On 10 May 1996, a major riot broke out at Whitehead Detention Centre, the most serious disturbance since the facility’s establishment. Nearly 1,000 Vietnamese boat people awaiting repatriation reportedly armed themselves with improvised weapons, stormed several accommodation blocks, and set fires throughout the centre. The unrest affected most of the accommodation blocks, damaged 53 vehicles, and resulted in 14 correctional officers being taken hostage. In response, the authorities deployed large numbers of police officers and Correctional Services Department personnel to restore order. During the operation, more than 1,800 tear-gas canisters were fired and numerous warning shots were discharged. The disturbance resulted in substantial casualties and extensive damage to the facility. More than 200 detainees escaped from the centre during the riot and fled into the surrounding Ma On Shan area. Police subsequently established roadblocks and conducted search operations, causing significant traffic disruption. The incident also affected candidates sitting the Hong Kong Certificate of Education Examination, as some students residing in Ma On Shan were unable to reach their designated examination centres. The Hong Kong Examinations Authority therefore arranged alternative examination venues within the district and later made special arrangements for affected candidates. On 14 May, officers of the Correctional Services Department and the police conducted a large-scale search operation at the centre, resulting in the arrest of 35 detainees. Approximately 2,000 improvised weapons, together with firearms and ammunition, were seized, representing the largest cache recovered from the facility. Several detainees who had escaped during the riot were also recaptured.

Despite the continuing unrest, the Hong Kong Government maintained its repatriation policy. Later that year, the Vietnamese Government assured the Hong Kong authorities and the then British Foreign Secretary, Malcolm Rifkind, that measures would be taken to prevent further departures from Vietnam and to expedite the return of Vietnamese nationals remaining in Hong Kong. As a result, the number of Vietnamese boat people in the territory declined rapidly. In December 1996, the Hong Kong Government announced plans to close Whitehead Detention Centre on 3 January 1997 and transfer the remaining detainees to Sai Kung Man Yee Detention Centre. The closure was subsequently postponed, and the facility ultimately ceased operations in June 1997. Its remaining detainees were transferred to Man Yee, bringing Whitehead’s role in the detention and repatriation of Vietnamese boat people to an end.

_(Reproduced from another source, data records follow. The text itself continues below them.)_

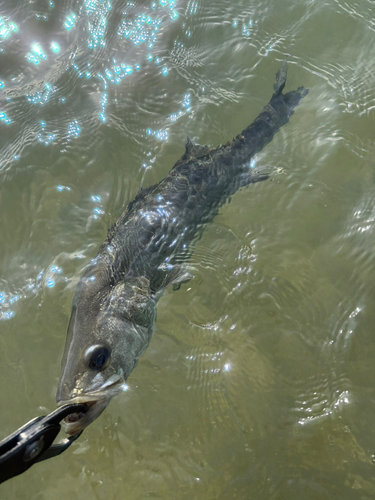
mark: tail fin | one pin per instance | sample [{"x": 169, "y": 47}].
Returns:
[
  {"x": 291, "y": 99},
  {"x": 281, "y": 75}
]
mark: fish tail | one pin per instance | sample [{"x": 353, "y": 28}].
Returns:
[
  {"x": 291, "y": 99},
  {"x": 276, "y": 114}
]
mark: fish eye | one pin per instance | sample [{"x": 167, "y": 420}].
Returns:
[{"x": 97, "y": 357}]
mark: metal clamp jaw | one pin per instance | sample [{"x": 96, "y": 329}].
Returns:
[{"x": 32, "y": 442}]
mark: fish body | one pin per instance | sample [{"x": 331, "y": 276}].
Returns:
[{"x": 114, "y": 307}]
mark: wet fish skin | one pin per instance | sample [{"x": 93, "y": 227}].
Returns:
[{"x": 114, "y": 306}]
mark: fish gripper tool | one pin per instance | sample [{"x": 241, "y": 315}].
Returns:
[{"x": 33, "y": 442}]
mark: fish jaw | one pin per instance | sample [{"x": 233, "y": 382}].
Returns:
[{"x": 96, "y": 402}]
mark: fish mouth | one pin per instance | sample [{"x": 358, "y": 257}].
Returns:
[{"x": 96, "y": 402}]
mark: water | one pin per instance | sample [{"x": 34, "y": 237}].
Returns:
[{"x": 259, "y": 382}]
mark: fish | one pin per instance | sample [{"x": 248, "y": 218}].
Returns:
[{"x": 114, "y": 307}]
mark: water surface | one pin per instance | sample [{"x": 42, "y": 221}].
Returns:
[{"x": 259, "y": 382}]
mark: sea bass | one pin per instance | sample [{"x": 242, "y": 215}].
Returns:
[{"x": 114, "y": 307}]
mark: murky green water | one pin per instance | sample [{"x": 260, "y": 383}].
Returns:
[{"x": 259, "y": 382}]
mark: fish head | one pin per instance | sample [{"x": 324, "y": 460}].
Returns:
[{"x": 110, "y": 326}]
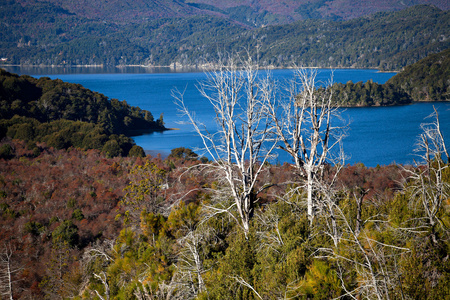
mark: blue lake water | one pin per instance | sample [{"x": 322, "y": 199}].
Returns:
[{"x": 377, "y": 135}]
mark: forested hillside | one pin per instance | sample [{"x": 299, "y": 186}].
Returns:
[
  {"x": 76, "y": 224},
  {"x": 44, "y": 33},
  {"x": 427, "y": 80},
  {"x": 67, "y": 115},
  {"x": 82, "y": 224}
]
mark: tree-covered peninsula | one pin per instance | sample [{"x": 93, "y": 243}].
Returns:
[
  {"x": 67, "y": 115},
  {"x": 426, "y": 80}
]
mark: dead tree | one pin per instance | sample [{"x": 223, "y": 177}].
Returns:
[
  {"x": 303, "y": 121},
  {"x": 7, "y": 271},
  {"x": 244, "y": 140}
]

The former site was subsequently redeveloped. The northern portion became the Whitehead Golf Driving Range, while other parts of the site were later converted to residential and institutional uses.

== Influence ==
Like Sai Kung Man Yee Detention Centre, Whitehead Detention Centre was one of the principal facilities established to accommodate Vietnamese boat people in Hong Kong and formed an important part of the territory’s detention and repatriation system. However, severe overcrowding at the centre led to significant sewage-disposal problems, contributing to environmental degradation in nearby Tolo Harbour. The pollution reportedly caused large-scale clam mortality along adjacent shorelines and reduced local fishery yields, prompting complaints from fishermen in the area.Local fishing communities also participated in demonstrations opposing the construction and expansion of detention facilities for Vietnamese boat people. Following the closure of the detention centre, the site remained largely vacant for a period of time. After the publication of 2017 Policy Address, then Secretary for Home Affairs, Lau Kong-wah, stated that the Government was studying the possibility of developing part of the former Whitehead site into a major sports complex. The proposed development would have included facilities for ice skating, baseball and cricket, and would have been among the largest sports venues in Hong Kong after Kai Tak Sports Park.